"I just want to feel normal again"
"I am so exhausted from worrying"
Anxiety can be an extremely uncomfortable emotion, particularly if it persists is an intense and chronic state. The term “anxiety” is broad and typically refers to a cluster of very different disorders. Anxiety around a specific event (e.g. crowds, social gatherings) or object (e.g. spiders, germs) is much different from anxiety that looms overhead at all times, as is the case in Generalized Anxiety Disorder. Each requires a different and unique approach, however, they often share a common symptomatic presentation. If you are feeling chronically keyed-up or on edge, startled easily, have difficulty concentrating, experiencing racing thoughts, uncontrollable and excessive worry or sleep disturbances you may be suffering from an anxiety disorder.
Anxiety is also highly connected to your physical health. For many, anxiety shows up as a mysterious health condition like gastrointestinal distress (e.g. IBS), heart arrhythmia’s, chronic pain, or headaches. Whichever your unique experience, there is help. Anxiety can be properly treated and in a relatively short amount of time. People that are suffering from anxiety disorders often feel at their wits end and exhausted in managing this uphill battle. There is real help and hope in overcoming this life-limiting illness. We have experience as specialized anxiety counselors in helping people of all ages overcome anxiety and get back to enjoying and living their lives.
Our approach is primarily psychodynamic. In other words, we believe that we are often mysteries to ourselves and a psychologist is skilled at uncovering deeper, root issues often suppressed from our conscious thought. People often have thoughts, feelings, and inner conflicts they may not be aware of but which can produce the experience of conscious anxiety. Once those issues are brought to light, processed, and worked through people begin to feel immensely better.

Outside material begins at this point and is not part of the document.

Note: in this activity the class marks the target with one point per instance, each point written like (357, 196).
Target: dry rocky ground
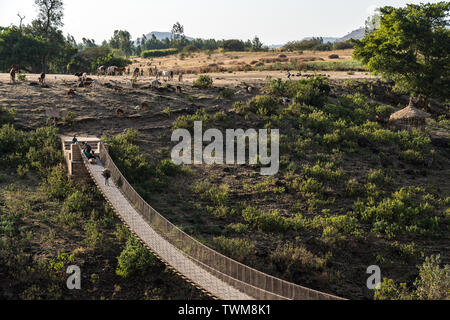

We first learn to work with anxiety in our early relationships. You might ask yourself, how was anxiety dealt with in the home I get up in? Was it a feeling that was allowed? Was it the only feeling allowed? Did it push away or draw our primary caregivers closer or further? The basic footwork of how we relate to our anxiety can be found in these early relational and emotional templates. Diving into this in psychotherapy is an extremely healing element. A common, faulty belief is that what we choose to forget, “get over” or move on from can no longer affect us. This couldn’t be further from the truth, real freedom is understanding, allowing, and integrating these sworn off inner experiences.
Utilizing both insight-oriented and mindfulness-based strategies in tandem is what gets people back on their feet and enjoying life again. We help people to make these important discoveries and can attest to the incredible healing that can occur. You don’t have to live chronically anxious and the place to start is right here.
Read our FAQ’s below for detailed responses on commonly asked questions regarding anxiety and anxiety treatment.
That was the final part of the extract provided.